Furthermore, the war conflict in Libya that escalated in February 2011 enabled the Kingdom as a swing producer to increase its daily production to offset the shortage in supply, with Saudi oil output rising by 13.3 percent in 2011 to average 9.25 MMBD.
In 2012, Saudi Arabia continues to benefit from this ensuing positive oil price dynamics that propelled the benchmark Arabian light to a three year high of $ 127.5/bbl in March and to an average of around $ 118.5/bbl year to date.
On the production side, the Kingdom maintains elevated levels of production that have not been witnessed since 1980s due to various supply disruptions pertaining to non-OPEC members and Iran’s crude exports.
As mentioned earlier, the non-Iranian troubles, from the pipeline dispute between Sudan and South Sudan to outages in the North Sea, have knocked an estimated 700,000 b/d off global supply while the EU and US sanctions are expected to reduce Iranian exports by an additional 0.5-1 MMBD.

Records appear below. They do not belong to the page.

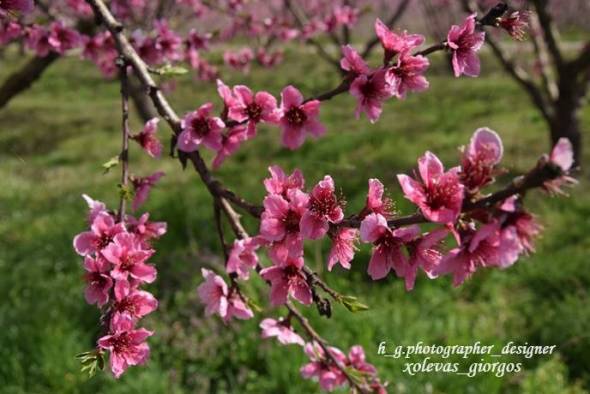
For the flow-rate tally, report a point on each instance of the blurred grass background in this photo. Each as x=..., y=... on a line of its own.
x=54, y=138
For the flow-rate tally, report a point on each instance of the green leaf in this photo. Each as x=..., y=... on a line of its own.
x=352, y=304
x=113, y=162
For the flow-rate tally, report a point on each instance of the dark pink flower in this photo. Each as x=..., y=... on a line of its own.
x=353, y=62
x=396, y=43
x=387, y=251
x=128, y=257
x=343, y=247
x=280, y=183
x=464, y=43
x=142, y=187
x=200, y=128
x=321, y=367
x=230, y=143
x=323, y=208
x=8, y=6
x=242, y=257
x=562, y=156
x=99, y=283
x=440, y=196
x=101, y=234
x=408, y=75
x=370, y=92
x=281, y=329
x=280, y=224
x=286, y=280
x=480, y=158
x=133, y=303
x=147, y=138
x=62, y=38
x=298, y=118
x=126, y=345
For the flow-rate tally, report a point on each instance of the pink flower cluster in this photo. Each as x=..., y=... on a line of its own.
x=115, y=259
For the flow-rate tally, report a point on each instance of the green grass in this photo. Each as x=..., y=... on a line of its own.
x=54, y=138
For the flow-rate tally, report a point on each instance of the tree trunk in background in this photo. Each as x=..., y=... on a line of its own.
x=22, y=79
x=141, y=101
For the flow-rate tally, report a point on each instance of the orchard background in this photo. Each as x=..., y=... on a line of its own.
x=55, y=137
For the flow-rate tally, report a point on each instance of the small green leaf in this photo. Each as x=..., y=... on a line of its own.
x=352, y=304
x=113, y=161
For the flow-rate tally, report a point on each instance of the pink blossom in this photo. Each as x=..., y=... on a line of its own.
x=230, y=143
x=396, y=43
x=213, y=293
x=370, y=92
x=353, y=62
x=343, y=247
x=280, y=224
x=245, y=106
x=9, y=6
x=387, y=253
x=424, y=253
x=243, y=257
x=102, y=232
x=483, y=153
x=440, y=196
x=201, y=128
x=126, y=344
x=286, y=280
x=129, y=258
x=142, y=187
x=62, y=38
x=323, y=208
x=408, y=75
x=281, y=329
x=376, y=202
x=329, y=375
x=99, y=283
x=280, y=183
x=464, y=43
x=147, y=138
x=133, y=303
x=562, y=156
x=298, y=118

In spearheading the first new output agreement since 2008 for OPEC countries back in December that increased the quota from 24.84 to 30 MMBD of production; the Kingdom had shown adamancy to keep a leash on oil prices by maintaining current levels of production.
“Thus, we expect Saudi oil production to average 9.4 MMBD in 2012, yet marginally higher by 1.6 percent than the output of 2011,” said the report.
“Additionally, with our forecast of $ 105/bbl for the average Arabian light spot prices, we project revenues to register SR1,006 billion, the second highest on record,” it added.